Real World Bifurcated (2x) Gen4x8 PCIe performance in excess of 22GB/s using ADM-PCIE-9H7/ASUS Pro WS X-570/AMD Ryzen

Alpha Data have demonstrated real world bifurcated (2x) Gen4x8 PCIe performance between AMD Ryzen 5-3600 CPU and Xilinx Virtex Ultrascale+™ VU37P HBM FPGA, using the ADM-PCIE-9H7 FPGA Accelerator Card on the ASUS Pro WS X570-ACE Motherboard.

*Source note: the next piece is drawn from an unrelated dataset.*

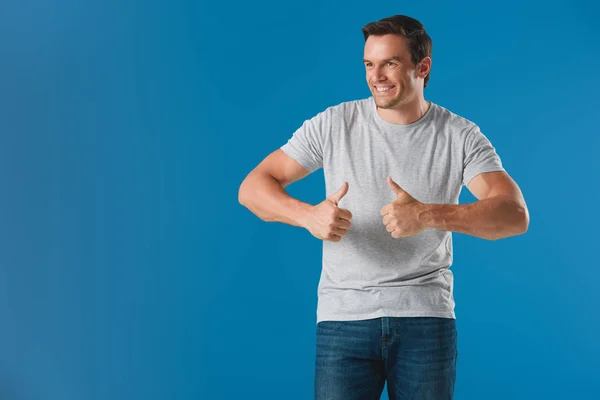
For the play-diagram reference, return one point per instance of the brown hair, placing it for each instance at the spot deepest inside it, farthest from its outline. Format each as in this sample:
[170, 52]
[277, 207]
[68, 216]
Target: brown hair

Processor: AMD Ryzen 5 3600 6-Core
Motherboard: ASUS Pro WS X570-ACE (BIOS ver.9904)
RAM: 16GB DDR4 @ 3000MHz (dual bank)
VGA: NVIDIA GeForce 210
OS: Windows10 (x64)
Accelerator: Alpha Data ADM-PCIE-9H7


The Xilinx Virtex Ultrascale+™ HBM FPGAs support PCIe Gen4 and have multiple 8 lane capable endpoints in the device. The ADM-PCIE-9H7 board allows 2 of these to connect to the 16 lane edge connector. The AMD Ryzen CPU and the ASUS Pro WS X570-ACE Motherboard also now support PCIe Gen4, and the 9904 BIOS update allows the splitting of a Gen4x16 slot into two Gen4x8 devices. Compatibility and performance of these has now been verified by Alpha Data at their labs in Edinburgh

Reference Design

A bifurcated reference design has been created to demonstrate these features and is available on request to Alpha Data customers. The design implements 2 instantiations of the Xilinx XDMA core which connect to the very high speed high bandwidth on-chip BlockRAM and UltraRAM. The Alpha Data ADXDMA driver and API allows multi-threaded host access to these endpoints and DMA engines to allow maximum practical transfer performance to be achieved. The reference design is available for the ADM-PCIE-9H7 full height double width VU37P based accelerator as well as the low profile ADM-PCIE-9H3 VU33P based accelerator.

Performance Results

Compared to the line bit rate of 32GB/s, testing under the Windows 10 Operating System, the software and FPGA design achieved aggregate rates, in a single direction of more than 22GB/s and in some cases as high as 25GB/s.

Using UltraRAM instead of BRAM

Changing the design to implement 4MB of UltraRam (instead of 1MB of BlockRam), faster transfer speeds were achieved:

  • x10 times average: 26.21 GB/s
  • peak: 26.65 GB/s
  • valley: 25.76 GB/s


Using UltraRam simplifies the clock scheme to a single clock for both memory ports removing the need for cross-clock boundary logic, reducing latency and increasing the maximum throughput. This is achieved by setting the Optimization strategy to “Maximize Performance”.